Passés en quelques mois de la clandestinité au pouvoir, les islamistes du parti Ennahdha sont engagés dans une politique de fuite en avant. Premier parti à l’issue du scrutin à l’assemblée constituante du 23 octobre 2011, mais minoritaire dans l’absolu, Ennahdha qui a obtenu 89 sièges sur 217 fut contraint de constituer une coalition avec deux partis de « centre gauche ».
Aujourd’hui, fragilisés par le naufrage économique et social de la Tunisie, les islamistes veulent faire passer en force leurs principes théocratiques afin d’empêcher tout retour en arrière.
Face à eux, et selon les sondages, deux Tunisiens sur trois considèrent que la situation du pays est mauvaise ou très mauvaise, mais cette masse de mécontents est à la fois inorganisée et divisée ; quant à l’armée, elle n’a pas le même poids historique qu’en Egypte. La seule force d’opposition cohérente est donc l’UGTT (Union générale des travailleurs tunisiens) qui revendique 500 000 membres et qui est en guerre ouverte contre les « barbus ». Pourra t-elle empêcher que la Tunisie se transforme en « Tunistan » ? Nous le saurons dans quelques heures puisque le puissant syndicat a décrété une grève générale et une mobilisation de grande ampleur pour le 13 décembre; il sera alors possible de mesurer sa représentativité.

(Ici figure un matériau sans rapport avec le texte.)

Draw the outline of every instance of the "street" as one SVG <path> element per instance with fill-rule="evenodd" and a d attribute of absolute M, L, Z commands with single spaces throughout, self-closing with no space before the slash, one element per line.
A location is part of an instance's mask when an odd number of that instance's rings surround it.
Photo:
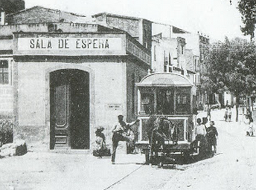
<path fill-rule="evenodd" d="M 232 111 L 230 122 L 224 110 L 211 113 L 219 132 L 214 157 L 159 168 L 144 165 L 144 154 L 119 154 L 111 165 L 109 157 L 28 152 L 0 160 L 0 189 L 256 189 L 256 137 L 246 136 Z"/>

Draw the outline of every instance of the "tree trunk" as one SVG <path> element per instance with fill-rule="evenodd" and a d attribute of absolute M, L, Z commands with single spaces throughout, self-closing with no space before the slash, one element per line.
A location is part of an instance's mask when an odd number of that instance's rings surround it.
<path fill-rule="evenodd" d="M 236 122 L 238 122 L 238 107 L 239 107 L 239 99 L 240 96 L 238 94 L 236 95 Z"/>

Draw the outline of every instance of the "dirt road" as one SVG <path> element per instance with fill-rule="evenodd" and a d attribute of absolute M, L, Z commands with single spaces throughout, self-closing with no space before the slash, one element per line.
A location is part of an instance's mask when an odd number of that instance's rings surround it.
<path fill-rule="evenodd" d="M 256 189 L 256 137 L 246 137 L 245 125 L 234 122 L 234 116 L 225 122 L 223 112 L 212 112 L 219 132 L 217 155 L 162 169 L 144 166 L 110 189 Z"/>
<path fill-rule="evenodd" d="M 225 122 L 223 112 L 212 112 L 219 132 L 214 157 L 159 168 L 144 166 L 140 154 L 118 154 L 113 166 L 83 154 L 29 152 L 0 160 L 0 189 L 256 189 L 256 137 L 246 137 L 234 118 Z"/>

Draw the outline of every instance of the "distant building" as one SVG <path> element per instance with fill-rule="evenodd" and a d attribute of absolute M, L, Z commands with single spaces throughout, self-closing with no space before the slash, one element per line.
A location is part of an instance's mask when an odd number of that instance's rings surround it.
<path fill-rule="evenodd" d="M 101 13 L 92 16 L 96 22 L 127 32 L 148 50 L 151 50 L 152 22 L 137 17 Z"/>
<path fill-rule="evenodd" d="M 14 121 L 14 138 L 43 141 L 48 149 L 92 150 L 97 127 L 109 142 L 118 114 L 136 118 L 135 83 L 147 75 L 151 53 L 129 33 L 42 7 L 6 18 L 0 119 Z"/>

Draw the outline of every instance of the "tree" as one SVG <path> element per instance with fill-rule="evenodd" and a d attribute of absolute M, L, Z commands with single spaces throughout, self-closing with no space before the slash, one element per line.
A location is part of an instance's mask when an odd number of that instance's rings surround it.
<path fill-rule="evenodd" d="M 256 46 L 246 40 L 234 39 L 214 43 L 206 57 L 207 72 L 202 73 L 202 86 L 220 93 L 229 91 L 237 98 L 237 117 L 240 96 L 256 89 Z"/>

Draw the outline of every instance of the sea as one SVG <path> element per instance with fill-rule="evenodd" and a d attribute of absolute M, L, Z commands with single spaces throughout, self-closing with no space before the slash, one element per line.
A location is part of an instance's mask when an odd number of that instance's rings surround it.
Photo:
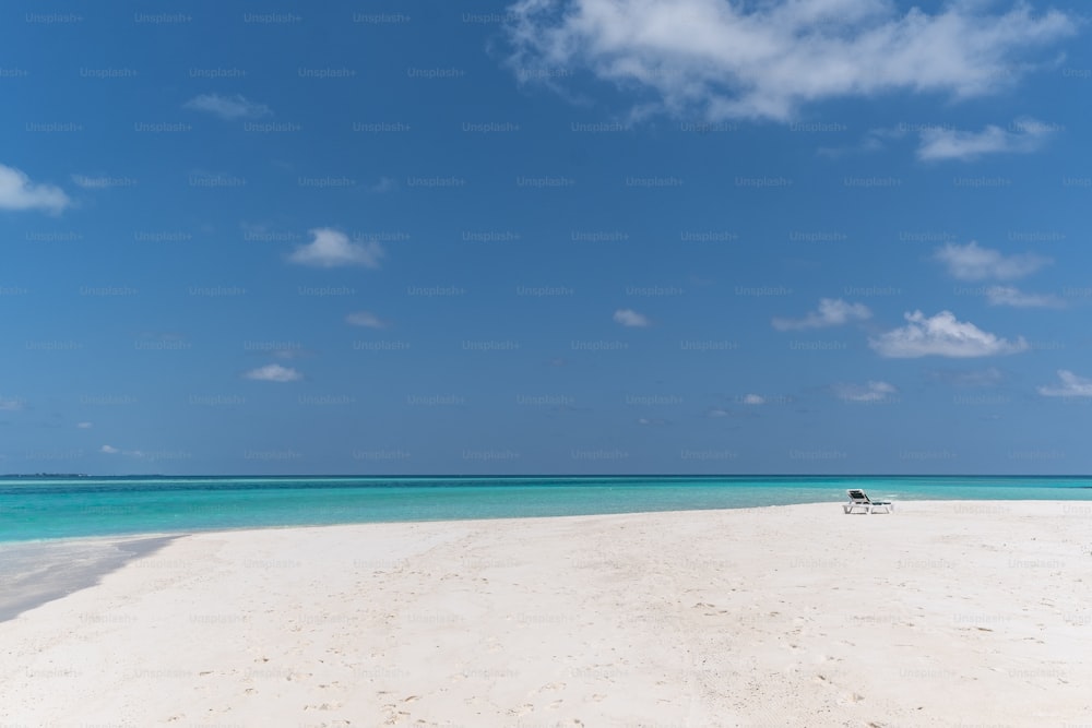
<path fill-rule="evenodd" d="M 2 477 L 0 544 L 873 500 L 1092 501 L 1089 477 Z M 1089 509 L 1092 504 L 1075 506 Z"/>

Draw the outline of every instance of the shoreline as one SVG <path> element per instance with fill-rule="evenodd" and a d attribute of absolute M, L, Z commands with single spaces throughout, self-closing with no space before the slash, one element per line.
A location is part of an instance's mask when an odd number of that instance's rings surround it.
<path fill-rule="evenodd" d="M 0 622 L 0 724 L 1092 725 L 1071 503 L 163 535 Z"/>

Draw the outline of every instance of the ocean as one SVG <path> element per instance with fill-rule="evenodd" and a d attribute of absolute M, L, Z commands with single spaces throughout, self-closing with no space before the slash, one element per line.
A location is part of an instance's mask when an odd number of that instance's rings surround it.
<path fill-rule="evenodd" d="M 0 478 L 0 542 L 838 504 L 848 488 L 893 501 L 1092 501 L 1092 477 L 10 477 Z"/>

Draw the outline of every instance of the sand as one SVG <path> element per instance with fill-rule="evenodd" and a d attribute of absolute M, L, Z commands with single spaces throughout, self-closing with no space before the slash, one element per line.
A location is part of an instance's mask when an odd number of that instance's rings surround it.
<path fill-rule="evenodd" d="M 0 622 L 0 727 L 1092 727 L 1092 503 L 195 534 Z"/>

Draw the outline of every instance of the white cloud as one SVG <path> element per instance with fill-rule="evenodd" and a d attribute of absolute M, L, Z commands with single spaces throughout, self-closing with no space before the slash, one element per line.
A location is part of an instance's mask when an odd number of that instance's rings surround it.
<path fill-rule="evenodd" d="M 926 160 L 969 160 L 984 154 L 1007 152 L 1034 152 L 1054 129 L 1034 119 L 1016 121 L 1012 131 L 986 127 L 982 131 L 959 131 L 956 129 L 927 129 L 922 132 L 922 144 L 917 147 L 917 158 Z"/>
<path fill-rule="evenodd" d="M 811 311 L 803 319 L 774 319 L 773 327 L 778 331 L 822 329 L 840 326 L 851 321 L 864 321 L 871 315 L 873 312 L 864 303 L 847 303 L 840 298 L 821 298 L 818 311 Z"/>
<path fill-rule="evenodd" d="M 957 321 L 950 311 L 941 311 L 931 319 L 914 311 L 906 313 L 905 318 L 909 322 L 905 326 L 870 338 L 868 345 L 882 357 L 898 359 L 988 357 L 1028 349 L 1028 342 L 1022 336 L 1009 342 L 982 331 L 973 323 Z"/>
<path fill-rule="evenodd" d="M 345 321 L 354 326 L 367 326 L 368 329 L 384 329 L 387 322 L 369 311 L 356 311 L 345 317 Z"/>
<path fill-rule="evenodd" d="M 288 260 L 293 263 L 317 267 L 363 265 L 376 268 L 385 254 L 383 247 L 377 241 L 353 242 L 344 232 L 329 227 L 314 228 L 309 232 L 312 240 L 299 246 L 288 255 Z"/>
<path fill-rule="evenodd" d="M 0 165 L 0 210 L 45 210 L 59 213 L 72 201 L 54 184 L 32 182 L 24 172 Z"/>
<path fill-rule="evenodd" d="M 1041 386 L 1038 393 L 1044 397 L 1092 397 L 1092 379 L 1078 377 L 1073 372 L 1059 369 L 1060 386 Z"/>
<path fill-rule="evenodd" d="M 890 402 L 891 396 L 899 391 L 893 384 L 874 381 L 867 384 L 835 384 L 831 389 L 839 399 L 864 403 Z"/>
<path fill-rule="evenodd" d="M 890 0 L 519 0 L 509 64 L 558 86 L 587 70 L 653 92 L 676 115 L 788 120 L 809 102 L 894 91 L 981 96 L 1033 68 L 1024 51 L 1073 35 L 1078 20 L 1019 2 L 970 0 L 902 13 Z M 563 71 L 565 73 L 560 73 Z"/>
<path fill-rule="evenodd" d="M 259 119 L 273 114 L 270 107 L 264 104 L 251 102 L 241 94 L 233 96 L 201 94 L 186 102 L 182 107 L 197 111 L 207 111 L 227 121 L 234 121 L 235 119 Z"/>
<path fill-rule="evenodd" d="M 302 374 L 295 369 L 282 367 L 281 365 L 265 365 L 258 369 L 251 369 L 244 377 L 259 382 L 295 382 L 298 379 L 302 379 Z"/>
<path fill-rule="evenodd" d="M 1025 294 L 1016 286 L 990 286 L 986 289 L 986 301 L 990 306 L 1011 306 L 1018 309 L 1063 308 L 1065 302 L 1057 296 Z"/>
<path fill-rule="evenodd" d="M 939 370 L 931 375 L 954 386 L 996 386 L 1005 379 L 1005 374 L 996 367 L 972 371 Z"/>
<path fill-rule="evenodd" d="M 997 250 L 980 248 L 974 240 L 965 246 L 948 243 L 938 248 L 934 258 L 948 267 L 949 275 L 961 281 L 1022 278 L 1053 262 L 1033 253 L 1002 255 Z"/>
<path fill-rule="evenodd" d="M 649 319 L 633 309 L 618 309 L 615 311 L 614 320 L 624 326 L 648 326 Z"/>

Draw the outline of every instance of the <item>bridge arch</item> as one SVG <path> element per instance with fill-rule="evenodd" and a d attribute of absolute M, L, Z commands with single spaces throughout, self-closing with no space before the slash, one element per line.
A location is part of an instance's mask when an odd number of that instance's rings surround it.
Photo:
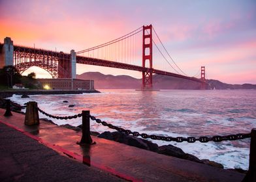
<path fill-rule="evenodd" d="M 23 62 L 14 65 L 14 66 L 17 68 L 18 71 L 20 72 L 20 74 L 22 74 L 25 70 L 33 66 L 38 67 L 43 69 L 44 70 L 49 73 L 49 74 L 52 76 L 52 78 L 57 78 L 59 70 L 59 69 L 61 69 L 59 68 L 58 66 L 56 64 L 54 65 L 51 65 L 50 64 L 45 64 L 41 61 Z M 63 69 L 62 68 L 62 70 Z"/>

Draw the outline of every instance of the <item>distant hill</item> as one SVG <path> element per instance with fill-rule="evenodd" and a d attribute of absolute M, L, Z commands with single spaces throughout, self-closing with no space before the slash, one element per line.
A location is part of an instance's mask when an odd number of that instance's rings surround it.
<path fill-rule="evenodd" d="M 80 79 L 94 80 L 96 89 L 138 89 L 141 88 L 142 79 L 128 75 L 104 75 L 99 72 L 86 72 L 77 75 Z M 207 80 L 208 89 L 256 89 L 256 84 L 231 84 L 217 80 Z M 156 89 L 198 90 L 200 83 L 180 78 L 161 75 L 153 75 L 153 84 Z"/>

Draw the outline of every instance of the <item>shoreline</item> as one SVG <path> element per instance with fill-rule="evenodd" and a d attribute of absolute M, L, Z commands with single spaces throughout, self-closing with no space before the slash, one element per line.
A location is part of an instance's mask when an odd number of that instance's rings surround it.
<path fill-rule="evenodd" d="M 84 93 L 101 93 L 97 90 L 17 90 L 0 91 L 0 98 L 5 98 L 16 95 L 50 95 L 50 94 L 82 94 Z"/>

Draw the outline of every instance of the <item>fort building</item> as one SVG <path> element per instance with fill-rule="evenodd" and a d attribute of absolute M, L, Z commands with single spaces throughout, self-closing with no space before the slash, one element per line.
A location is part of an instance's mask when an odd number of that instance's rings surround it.
<path fill-rule="evenodd" d="M 94 90 L 93 80 L 82 80 L 71 78 L 37 79 L 44 89 L 46 90 Z"/>

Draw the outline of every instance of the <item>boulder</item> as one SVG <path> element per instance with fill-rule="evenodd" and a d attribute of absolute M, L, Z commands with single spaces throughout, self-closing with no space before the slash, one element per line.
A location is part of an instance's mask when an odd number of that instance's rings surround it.
<path fill-rule="evenodd" d="M 201 161 L 204 164 L 211 166 L 214 166 L 214 167 L 216 167 L 216 168 L 221 168 L 221 169 L 224 168 L 223 165 L 222 165 L 221 164 L 219 164 L 218 162 L 214 162 L 214 161 L 211 161 L 208 159 L 202 159 Z"/>
<path fill-rule="evenodd" d="M 100 134 L 98 137 L 114 140 L 120 143 L 125 144 L 131 146 L 150 150 L 152 151 L 158 151 L 158 146 L 147 140 L 136 138 L 133 136 L 127 135 L 125 133 L 115 131 L 110 133 L 105 131 Z"/>
<path fill-rule="evenodd" d="M 131 146 L 134 146 L 144 150 L 149 150 L 150 149 L 147 144 L 144 143 L 142 140 L 140 140 L 140 138 L 131 136 L 127 136 L 125 144 Z"/>
<path fill-rule="evenodd" d="M 80 128 L 80 127 L 78 127 L 72 126 L 72 125 L 69 125 L 69 124 L 61 125 L 60 125 L 60 126 L 61 126 L 61 127 L 65 127 L 65 128 L 67 128 L 67 129 L 71 129 L 74 130 L 74 131 L 82 131 L 82 129 L 81 129 L 81 128 Z"/>
<path fill-rule="evenodd" d="M 175 157 L 177 158 L 184 159 L 186 160 L 189 160 L 191 161 L 203 163 L 197 157 L 185 153 L 182 149 L 174 146 L 172 145 L 162 146 L 159 147 L 158 153 Z"/>
<path fill-rule="evenodd" d="M 30 97 L 27 96 L 27 94 L 23 94 L 22 96 L 22 98 L 29 98 Z"/>
<path fill-rule="evenodd" d="M 105 138 L 109 140 L 114 140 L 113 135 L 110 131 L 104 131 L 98 135 L 99 138 Z"/>

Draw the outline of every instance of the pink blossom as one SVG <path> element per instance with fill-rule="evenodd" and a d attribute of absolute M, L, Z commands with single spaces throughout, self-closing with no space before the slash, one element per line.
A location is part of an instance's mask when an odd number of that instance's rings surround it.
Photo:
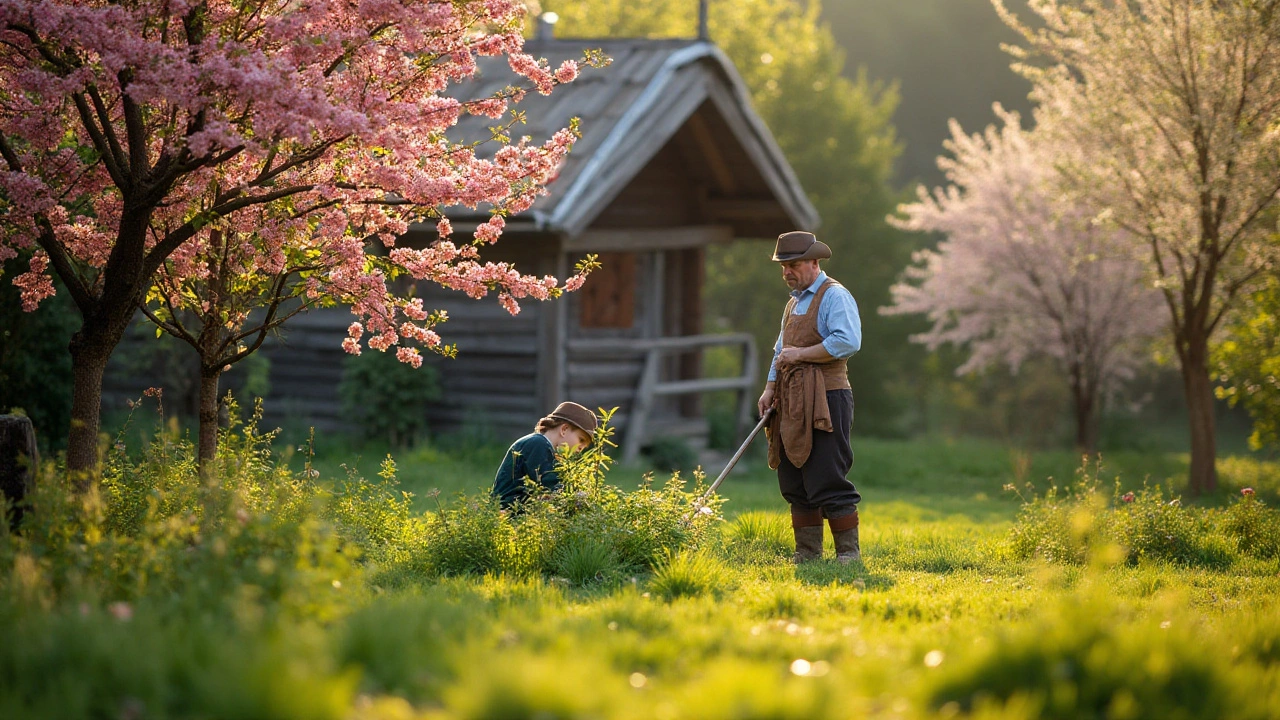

Après le départ du président Ben Ali, la « démocratie » n’ayant résolu aucun des maux du pays, l’euphorie fut donc de courte durée : la corruption n’a pas disparu, les 490 000 chômeurs de 2010 sont plus de 900 000 aujourd’hui -quasiment 20% de la population active-, quant au chômage des jeunes, il atteint le chiffre de 42%. Les plus pauvres subissent cet état de fait encore plus que les autres, or, un Tunisien sur cinq vit dans la grande précarité, d’où, comme à Siliana, des affrontements de grande intensité avec les forces de l’ordre. Pour les Tunisiens, le réveil est très douloureux car la dégradation du climat social est doublée d’une immense frustration. Dans la vie de tous les jours tout semble s’être détérioré depuis la prise de contrôle par les islamistes des services fondamentaux de l’Etat : les poubelles ne sont plus ramassées régulièrement, les coupures d’eau, d’électricité et de gaz sont de plus en plus fréquentes. Quant à l’insécurité, elle a explosé.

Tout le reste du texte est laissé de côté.